İlişkilendirme Agnozisi

"Ben yaşlanmadım. Kendimi seninle aynı yaşta görüyorum. Sadece merdivenleri senden daha yavaş çıkıyorum. O kadar. Benim bedenim yaşlandı, ruhum değil. Ruhun yaşı yoktur." dedi muhatabım. Çok hoşuma gitmişti son cümlesi; "Ruhun yaşı yoktur"

Gerçekten öyle midir? Ruhun yaşı var mıdır? Yok mudur? Bilmiyorum. Ancak yaşlanma olgusu üzerine söylenecek şeylerin bu çerçevenin dışında tutulması gerektiği kanaatindeyim. Şöyle ki yaşlanmak yoruma açık bir kavram değildir, istem (irade) dışıdır, bir süreç ifade eder, herkes tarafından kabul edilir ve sonunda "Herkes yaşlanır". İstediğimiz kadar bu gerçekten kaçalım, sonuç değişmeyecek.

Yaşlanmanın en önemli emarelerinden birisi yaşın ilerlemesine paralel olarak fiziksel şikâyetlerin artış göstermesidir.

Bu fiziksel değişimlere zihinsel değişimler de eşlik etmeye başladığında kişi korkularının esiri olarak yaşlanma psikolojisi ile baş başa bulabilir kendini. Bu psikolojiden uzaklaşmak isteyen insanoğlu önce ölümü hayatın dışına itti, sonra mezarlıkları şehrin dışına. Görmezden gelmek, hayata tutunmanın bir biçimi haline gelmişti artık. Genç kalmak için sergilen pek çok çabanın altında bu yatıyor olsa gerek. Onun içindir ki daha genç, daha güzel, daha yakışıklı görünmek için insanlar büyük bir mücadele veriyorlar. Ben hiç bu güne kadar daha yaşlı, daha olgun görünmek için çabalayan birisini görmedim. "Her yaşın güzelliği ayrıdır," gibi bir klişe ile devam etmek niyetinde değilim ancak ne yaparsak yapalım bu "yaşlanmak olgusunu" değiştirmiyor ve beden her gün yeni yaşma doğru ağır ve emin adımlarla ilerliyor.

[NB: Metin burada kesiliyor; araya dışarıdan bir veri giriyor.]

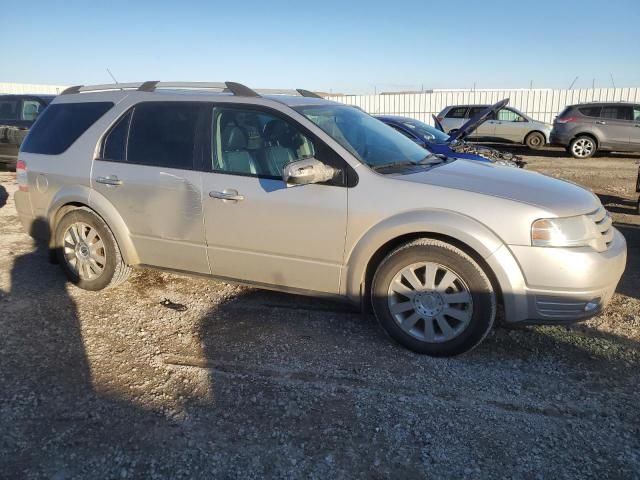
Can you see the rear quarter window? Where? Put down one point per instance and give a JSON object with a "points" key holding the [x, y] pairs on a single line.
{"points": [[456, 112], [62, 124], [590, 111]]}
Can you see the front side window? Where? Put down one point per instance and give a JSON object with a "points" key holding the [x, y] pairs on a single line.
{"points": [[161, 134], [9, 109], [256, 143], [506, 115], [61, 124], [368, 139]]}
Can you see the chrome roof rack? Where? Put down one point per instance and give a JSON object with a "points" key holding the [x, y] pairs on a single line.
{"points": [[237, 89]]}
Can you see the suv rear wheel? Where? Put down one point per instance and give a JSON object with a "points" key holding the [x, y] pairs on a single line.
{"points": [[88, 252], [535, 140], [433, 298], [582, 147]]}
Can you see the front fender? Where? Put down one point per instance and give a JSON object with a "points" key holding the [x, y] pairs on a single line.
{"points": [[440, 222], [80, 194]]}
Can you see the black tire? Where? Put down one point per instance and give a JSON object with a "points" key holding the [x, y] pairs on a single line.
{"points": [[482, 309], [115, 270], [583, 147], [535, 140]]}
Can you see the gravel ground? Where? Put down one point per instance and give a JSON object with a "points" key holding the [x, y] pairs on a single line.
{"points": [[248, 383]]}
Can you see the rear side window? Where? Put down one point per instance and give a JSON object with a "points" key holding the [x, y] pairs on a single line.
{"points": [[456, 112], [590, 111], [162, 134], [9, 109], [61, 124], [617, 112]]}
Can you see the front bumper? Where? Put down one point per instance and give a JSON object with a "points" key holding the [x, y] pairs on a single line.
{"points": [[559, 285]]}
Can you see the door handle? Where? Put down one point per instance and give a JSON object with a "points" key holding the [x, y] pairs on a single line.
{"points": [[110, 180], [227, 194]]}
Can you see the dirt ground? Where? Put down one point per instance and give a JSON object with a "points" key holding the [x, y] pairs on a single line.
{"points": [[249, 384]]}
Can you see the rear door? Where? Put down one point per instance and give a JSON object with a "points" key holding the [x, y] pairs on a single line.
{"points": [[486, 130], [147, 171], [635, 133], [616, 121]]}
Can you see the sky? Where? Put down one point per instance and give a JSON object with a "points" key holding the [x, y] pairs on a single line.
{"points": [[334, 46]]}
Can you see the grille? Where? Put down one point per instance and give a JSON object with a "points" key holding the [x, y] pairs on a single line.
{"points": [[604, 224]]}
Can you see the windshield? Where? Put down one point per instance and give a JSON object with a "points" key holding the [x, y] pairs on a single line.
{"points": [[369, 140], [429, 133]]}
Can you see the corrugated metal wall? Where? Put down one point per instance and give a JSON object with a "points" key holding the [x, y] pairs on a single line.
{"points": [[541, 104], [30, 88]]}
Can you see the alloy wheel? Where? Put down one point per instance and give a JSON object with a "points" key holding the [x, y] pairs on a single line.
{"points": [[583, 147], [430, 302], [84, 251]]}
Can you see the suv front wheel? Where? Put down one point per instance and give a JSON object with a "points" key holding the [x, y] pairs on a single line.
{"points": [[88, 251], [433, 298], [583, 147]]}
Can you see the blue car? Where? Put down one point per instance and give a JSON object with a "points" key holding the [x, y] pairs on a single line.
{"points": [[438, 142]]}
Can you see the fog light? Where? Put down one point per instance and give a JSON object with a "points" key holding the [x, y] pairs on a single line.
{"points": [[592, 305]]}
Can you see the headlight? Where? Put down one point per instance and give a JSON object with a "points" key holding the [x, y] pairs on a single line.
{"points": [[577, 231]]}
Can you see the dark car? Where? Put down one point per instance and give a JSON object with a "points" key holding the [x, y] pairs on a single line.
{"points": [[17, 114], [438, 142], [587, 128]]}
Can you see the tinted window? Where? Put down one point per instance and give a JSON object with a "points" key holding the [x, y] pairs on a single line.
{"points": [[506, 115], [256, 143], [473, 111], [30, 110], [61, 124], [617, 112], [116, 141], [163, 134], [456, 112], [590, 111], [9, 109]]}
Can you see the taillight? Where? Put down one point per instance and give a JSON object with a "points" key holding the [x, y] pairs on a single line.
{"points": [[566, 119], [21, 176]]}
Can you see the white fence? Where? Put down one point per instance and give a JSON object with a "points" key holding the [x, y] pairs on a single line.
{"points": [[30, 88], [541, 104]]}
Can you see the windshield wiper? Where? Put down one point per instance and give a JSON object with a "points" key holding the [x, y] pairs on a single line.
{"points": [[382, 166], [433, 159]]}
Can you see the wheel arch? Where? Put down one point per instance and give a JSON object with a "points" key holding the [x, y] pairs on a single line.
{"points": [[463, 232], [76, 197]]}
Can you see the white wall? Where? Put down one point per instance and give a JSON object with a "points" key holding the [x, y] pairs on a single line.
{"points": [[541, 104], [30, 88]]}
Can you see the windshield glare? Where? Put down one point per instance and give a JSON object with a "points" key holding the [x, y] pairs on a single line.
{"points": [[427, 132], [369, 140]]}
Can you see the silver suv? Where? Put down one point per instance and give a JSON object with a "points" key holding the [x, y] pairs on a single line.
{"points": [[505, 125], [299, 194]]}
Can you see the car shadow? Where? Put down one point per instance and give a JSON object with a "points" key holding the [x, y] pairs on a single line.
{"points": [[4, 196]]}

Bedenen yaşlanan ama yaşlandığı gerçeğini kabul etmeyen insanların hali bana ilişkilendirme agnozisi'ni (associative agnosia) hatırlattı. Bu agnozi türünde kişi herhangi bir duyu organı kaybı, herhangi bir kusuru bulunmamasına rağmen tanıma yetisini kaybeder. Kişiler her şeyi görürler ama tanıyamazlar. Modern toplumların ve kapitalist sistemlerin sunduğu dünyevi lezzetler günümüz insanının ölüm ve yaşam algısı arasına keskin bir çizgi çekti. Onun içindir ki bedenen yaşlandığı gerçeğiyle yüzleşmek ' İstemeyen insan genç kalmak için her türlü çareye başvurmakta yaşlanmayı ne tanımakta ne de hatırlamakta artık.

Yaşamı bir sevgi nesnesi haline getirerek libidosunu harekete geçiren kişi, o evrede asılı kalmak için tüm çabayı gösteriyor. Hollandalı sosyolog Cornelis Anton Zijderveld modern bireyin dünya algısı ile İlgili olarak "Modern birey, eşit olmayan gelir düzeyleri, farklı sağlık olanakları, farklı statü ve güç ortamında kendisinin gerçek yerinin ne olduğunu merak etmektedir. Dünya ona sisli ve bulanık gözükmektedir," diyor. Bu sis bulutunun içinden çıkmak ve dünyaya tutunmak istiyor insan. Ancak hiç de başarılı sayılmaz bu konuda. "Sabah olsun artık" bekleyişi bir vuslata işaret ediyorsa keyif verir, ancak hicrana davet ediyorsa gelsin istemezseniz artık o ir vuslata işaret ediyorsa keyif verir, ancak hicrana davet ediyorsa gelsin istemezsiniz artık o sabah. Onun içindir ki yaşlandıkça hayata tutunma isteği daha da artıyor insanın.

Mevlana, "Gönül isteyince el, parmaklarıyla hesap yapar," diyor. Hal böyle ise beden ruhun tahakkümündedir. Bu misale göre aslında "isteyenin" beden değil de ruh olduğunu söylersek bir yanılgı içerisinde olmayız. Ancak ruhun da bedene hükmü bir yere kadar geçiyor demek ki..

Bana inanmıyorsanız bir de aynaya bakın. Bakın bakalım orada ne görüyorsunuz? Ruh mu? Beden mi? Saçınız ağarmaya başladıysa ruhunuz da ağarmaya başlamış demektir.